CB Insights has just released its 2025 global “State of Venture” report.
Two statistics in particular stood out to me:
1. The US share of global VC funding
Historically, the US captures roughly half of global venture capital, with Asia accounting for about one-quarter and Europe around one-fifth. For instance, at the 2021 peak — when global VC funding reached $717.3B — that distribution held.

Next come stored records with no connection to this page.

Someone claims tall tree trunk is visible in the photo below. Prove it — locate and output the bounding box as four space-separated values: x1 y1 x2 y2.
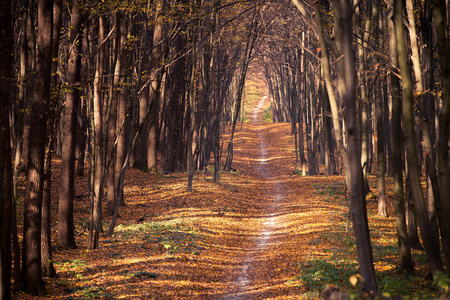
87 15 106 249
333 0 377 295
41 0 62 278
354 1 372 194
22 0 53 296
388 0 414 270
431 0 450 274
147 0 164 172
106 12 121 215
0 0 14 300
22 0 36 167
372 0 388 217
114 11 130 208
58 0 82 248
394 0 443 276
224 9 258 171
187 3 197 192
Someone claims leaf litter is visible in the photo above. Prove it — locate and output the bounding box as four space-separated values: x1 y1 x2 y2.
13 99 436 299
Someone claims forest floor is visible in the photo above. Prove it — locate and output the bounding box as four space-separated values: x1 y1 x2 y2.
13 100 440 299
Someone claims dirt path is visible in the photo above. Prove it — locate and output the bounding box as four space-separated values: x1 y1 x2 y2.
218 97 311 300
13 98 345 300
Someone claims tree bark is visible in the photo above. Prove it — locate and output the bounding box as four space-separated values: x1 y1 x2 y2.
388 0 414 270
394 0 443 276
0 0 14 300
58 0 82 248
147 0 165 172
22 0 53 296
333 0 378 295
431 0 450 274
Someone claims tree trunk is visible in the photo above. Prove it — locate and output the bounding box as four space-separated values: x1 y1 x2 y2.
106 12 121 215
0 0 14 300
114 11 130 212
431 0 450 274
41 0 62 278
147 0 165 172
394 0 443 276
87 15 106 250
388 0 414 270
333 0 377 295
58 1 82 248
22 0 53 296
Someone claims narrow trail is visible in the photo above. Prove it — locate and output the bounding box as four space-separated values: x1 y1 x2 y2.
222 97 310 300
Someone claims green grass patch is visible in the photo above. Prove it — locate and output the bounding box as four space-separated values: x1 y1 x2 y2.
116 221 204 255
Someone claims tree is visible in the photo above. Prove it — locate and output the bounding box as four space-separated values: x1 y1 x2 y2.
431 0 450 274
0 0 13 300
293 0 377 295
22 0 53 296
58 0 82 248
394 0 443 276
388 0 414 270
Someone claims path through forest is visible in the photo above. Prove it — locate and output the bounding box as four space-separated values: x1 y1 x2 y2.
223 97 336 299
14 98 352 300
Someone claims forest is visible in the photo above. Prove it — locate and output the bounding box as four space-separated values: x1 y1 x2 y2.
0 0 450 300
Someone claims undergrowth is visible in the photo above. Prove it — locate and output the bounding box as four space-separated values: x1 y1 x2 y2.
296 182 440 299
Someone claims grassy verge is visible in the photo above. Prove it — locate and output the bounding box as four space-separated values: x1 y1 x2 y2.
289 179 439 299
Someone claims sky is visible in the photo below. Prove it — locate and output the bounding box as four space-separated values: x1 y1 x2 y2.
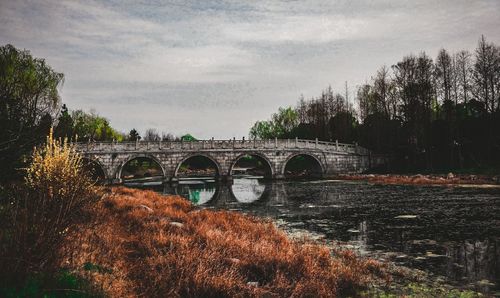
0 0 500 139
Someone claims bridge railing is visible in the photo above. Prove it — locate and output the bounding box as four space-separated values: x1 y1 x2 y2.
75 139 369 154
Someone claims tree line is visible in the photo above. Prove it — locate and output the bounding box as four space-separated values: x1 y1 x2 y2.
250 36 500 171
0 44 195 183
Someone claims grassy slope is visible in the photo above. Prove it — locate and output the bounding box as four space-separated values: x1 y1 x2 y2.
63 187 380 297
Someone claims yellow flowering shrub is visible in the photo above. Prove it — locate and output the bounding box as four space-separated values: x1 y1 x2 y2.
26 130 93 198
0 131 98 277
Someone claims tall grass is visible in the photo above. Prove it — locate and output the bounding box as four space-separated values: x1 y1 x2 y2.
0 131 97 281
59 188 383 297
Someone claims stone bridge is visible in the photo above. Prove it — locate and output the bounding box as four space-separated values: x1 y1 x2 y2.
75 139 382 183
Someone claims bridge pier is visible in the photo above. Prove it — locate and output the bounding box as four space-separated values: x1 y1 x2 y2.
74 139 385 184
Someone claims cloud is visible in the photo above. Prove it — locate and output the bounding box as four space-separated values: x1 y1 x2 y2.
0 0 500 138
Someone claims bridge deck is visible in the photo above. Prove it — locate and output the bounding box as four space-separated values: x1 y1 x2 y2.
76 139 369 154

In 2025, the global venture market rebounded from the 2023 trough of $290B to $469B. But the real story is concentration: the US captured 70% of total funding (pushing US venture investment close to its 2021 peak). This shift reflects two primary forces:
i) China’s structural sharp contraction — from $35.3B in 2021 to $12.7B in 2025 (a 64% decline), and
ii) the continued rise of the AI mega-cycle — the structural force reinforcing venture concentration, which leads to the second point.
2. US-dominated AI
In 2025, AI startups captured 48% of total global venture funding ($225.8B), a striking signal of the sector’s strength and capital intensity.

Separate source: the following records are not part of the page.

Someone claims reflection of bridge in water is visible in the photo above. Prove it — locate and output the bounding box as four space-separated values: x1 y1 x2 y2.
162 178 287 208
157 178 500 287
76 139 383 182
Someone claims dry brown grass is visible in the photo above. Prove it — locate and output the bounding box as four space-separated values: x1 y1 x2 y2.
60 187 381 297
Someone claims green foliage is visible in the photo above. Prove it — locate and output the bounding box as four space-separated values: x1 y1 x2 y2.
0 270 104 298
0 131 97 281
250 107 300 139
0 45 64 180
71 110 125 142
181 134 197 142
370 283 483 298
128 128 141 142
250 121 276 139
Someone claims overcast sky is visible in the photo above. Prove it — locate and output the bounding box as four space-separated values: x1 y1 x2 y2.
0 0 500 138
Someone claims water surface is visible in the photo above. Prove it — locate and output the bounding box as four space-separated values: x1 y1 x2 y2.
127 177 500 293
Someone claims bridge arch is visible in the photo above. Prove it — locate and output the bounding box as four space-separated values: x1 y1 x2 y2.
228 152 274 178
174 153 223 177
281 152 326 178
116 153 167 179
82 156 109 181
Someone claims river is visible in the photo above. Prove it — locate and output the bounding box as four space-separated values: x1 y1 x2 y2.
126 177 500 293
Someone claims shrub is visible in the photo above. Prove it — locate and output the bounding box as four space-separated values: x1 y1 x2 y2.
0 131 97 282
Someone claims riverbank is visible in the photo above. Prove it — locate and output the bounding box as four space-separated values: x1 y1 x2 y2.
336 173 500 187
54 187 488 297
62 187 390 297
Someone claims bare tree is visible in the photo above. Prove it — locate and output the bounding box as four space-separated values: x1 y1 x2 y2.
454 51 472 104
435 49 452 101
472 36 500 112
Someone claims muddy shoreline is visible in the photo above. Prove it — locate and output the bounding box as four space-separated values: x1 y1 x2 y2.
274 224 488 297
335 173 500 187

Even more remarkable, US-based AI companies absorbed 93% of that total, or $210.7B. AI, from a VC allocation standpoint, has become a US story.
And because AI is largely a Silicon Valley phenomenon, the region’s share of US venture funding rose from 32% in 2021 to 55% in 2025.
Moreover, given AI’s capital intensity, mega-rounds ($100M+) accounted for 65% of global VC funding in 2025, across 738 deals.
Conclusion
In VC, that sea is the US, and its tide is AI.